Don't get me wrong - the best innovators, Jobs for example, are a masterful combination of wonder, empathy and cynicism. Wonder and empathy to imagine and create, cynicism to design, build and deliver. Edison, perhaps our first significant innovator, was devastated by the failure of his first invention, an automatic voting machine. He swore he would never again create a product that he didn't know if he could sell. But he obviously balanced his market cynicism with passion for experimentation and discovery. No cynic could attempt hundreds of experiments.
But what about the majority of us in business, in politics, in academia? We are notorious cynics, but we cannot afford to be. How many times have you said "I've seen this before" or "This didn't work the last time we tried it"? How many times have you turned a cynical eye on a new idea, not giving it the consideration it deserves? My favorite is "well, I've seen it all". No, sorry, you haven't. You can't possibly imagine all of the possibilities, and the disruption around the corner in your market will surprise and amaze you. Because someone with less cynicism and more wonder and optimism simply asked the question: why not?

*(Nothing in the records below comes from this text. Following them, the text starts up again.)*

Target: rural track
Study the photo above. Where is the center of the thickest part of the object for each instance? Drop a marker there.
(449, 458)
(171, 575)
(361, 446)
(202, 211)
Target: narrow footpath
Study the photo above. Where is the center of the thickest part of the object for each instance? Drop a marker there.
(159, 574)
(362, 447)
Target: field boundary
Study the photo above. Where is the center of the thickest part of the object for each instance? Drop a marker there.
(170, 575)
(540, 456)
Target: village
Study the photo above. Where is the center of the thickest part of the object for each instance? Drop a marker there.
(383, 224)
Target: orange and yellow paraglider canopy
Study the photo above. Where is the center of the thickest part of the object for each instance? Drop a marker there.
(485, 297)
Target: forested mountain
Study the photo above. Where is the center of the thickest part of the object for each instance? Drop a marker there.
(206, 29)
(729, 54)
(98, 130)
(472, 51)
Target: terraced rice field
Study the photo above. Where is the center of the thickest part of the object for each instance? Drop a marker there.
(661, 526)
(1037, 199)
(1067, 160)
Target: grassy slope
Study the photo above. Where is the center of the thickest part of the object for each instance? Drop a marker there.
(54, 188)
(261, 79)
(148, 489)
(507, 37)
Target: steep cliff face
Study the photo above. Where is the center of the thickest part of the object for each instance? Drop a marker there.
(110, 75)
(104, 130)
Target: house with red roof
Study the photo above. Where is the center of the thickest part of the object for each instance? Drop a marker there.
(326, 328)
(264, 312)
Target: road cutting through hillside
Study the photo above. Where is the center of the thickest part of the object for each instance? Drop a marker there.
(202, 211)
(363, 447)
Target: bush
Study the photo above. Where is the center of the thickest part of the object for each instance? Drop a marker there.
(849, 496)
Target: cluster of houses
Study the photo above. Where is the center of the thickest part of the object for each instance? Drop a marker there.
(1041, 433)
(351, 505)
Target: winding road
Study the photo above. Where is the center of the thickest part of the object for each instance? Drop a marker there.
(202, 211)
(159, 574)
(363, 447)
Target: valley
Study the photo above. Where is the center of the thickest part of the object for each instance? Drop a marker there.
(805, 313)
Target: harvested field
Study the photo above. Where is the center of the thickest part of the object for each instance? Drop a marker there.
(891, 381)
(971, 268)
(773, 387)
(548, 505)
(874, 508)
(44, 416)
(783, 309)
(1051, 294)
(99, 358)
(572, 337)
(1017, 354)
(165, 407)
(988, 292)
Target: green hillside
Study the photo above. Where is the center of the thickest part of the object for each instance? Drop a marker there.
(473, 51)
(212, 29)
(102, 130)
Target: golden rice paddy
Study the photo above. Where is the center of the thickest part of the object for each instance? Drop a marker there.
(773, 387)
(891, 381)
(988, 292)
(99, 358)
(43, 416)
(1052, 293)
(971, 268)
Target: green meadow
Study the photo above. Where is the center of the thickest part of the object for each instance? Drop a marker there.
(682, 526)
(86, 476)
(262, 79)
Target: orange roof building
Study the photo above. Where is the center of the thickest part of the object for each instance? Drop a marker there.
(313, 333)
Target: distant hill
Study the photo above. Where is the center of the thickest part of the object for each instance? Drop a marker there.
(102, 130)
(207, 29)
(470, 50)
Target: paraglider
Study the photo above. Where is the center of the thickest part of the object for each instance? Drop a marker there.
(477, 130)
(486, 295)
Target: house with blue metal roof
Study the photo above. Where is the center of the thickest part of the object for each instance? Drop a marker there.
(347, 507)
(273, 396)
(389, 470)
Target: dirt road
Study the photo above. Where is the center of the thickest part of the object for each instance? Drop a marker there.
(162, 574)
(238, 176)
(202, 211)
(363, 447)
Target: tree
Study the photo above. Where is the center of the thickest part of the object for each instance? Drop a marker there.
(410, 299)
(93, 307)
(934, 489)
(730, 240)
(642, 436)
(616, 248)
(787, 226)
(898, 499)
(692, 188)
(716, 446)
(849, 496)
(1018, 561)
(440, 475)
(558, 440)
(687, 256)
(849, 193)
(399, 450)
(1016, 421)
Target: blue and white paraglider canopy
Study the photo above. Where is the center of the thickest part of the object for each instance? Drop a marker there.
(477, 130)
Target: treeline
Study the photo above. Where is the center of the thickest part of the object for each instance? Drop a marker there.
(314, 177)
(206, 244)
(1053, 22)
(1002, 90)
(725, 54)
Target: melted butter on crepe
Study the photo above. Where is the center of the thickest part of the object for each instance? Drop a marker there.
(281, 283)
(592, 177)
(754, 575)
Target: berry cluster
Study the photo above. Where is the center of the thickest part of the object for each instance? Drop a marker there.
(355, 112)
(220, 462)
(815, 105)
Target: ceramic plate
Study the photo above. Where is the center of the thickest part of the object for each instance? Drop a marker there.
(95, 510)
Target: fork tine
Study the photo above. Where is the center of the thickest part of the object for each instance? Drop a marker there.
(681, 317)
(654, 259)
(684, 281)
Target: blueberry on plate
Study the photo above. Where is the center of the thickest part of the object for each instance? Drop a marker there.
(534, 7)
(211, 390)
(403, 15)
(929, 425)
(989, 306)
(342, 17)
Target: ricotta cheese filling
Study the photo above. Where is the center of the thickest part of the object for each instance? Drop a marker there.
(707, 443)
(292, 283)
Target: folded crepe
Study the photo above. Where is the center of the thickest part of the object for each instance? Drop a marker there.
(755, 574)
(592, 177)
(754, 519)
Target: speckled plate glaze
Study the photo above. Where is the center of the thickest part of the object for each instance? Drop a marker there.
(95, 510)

Until you recognize that you haven't seen it all, that you can't even imagine all the opportunities, that cynicism is a set of blinders meant to keep you in line, you are definitely correct: you can't innovate. There is no more self-fulfilling prophecy than a cynic who boldly declares that he or she "can't innovate". They are exactly right, and self-reinforcing to boot. Get rid of your cynicism, approach innovation opportunities with a sense of wonder, enthusiasm, possibility. Yes, that means shedding your green eyeshades and corporate cynicism. Don't worry, we won't hold it against you.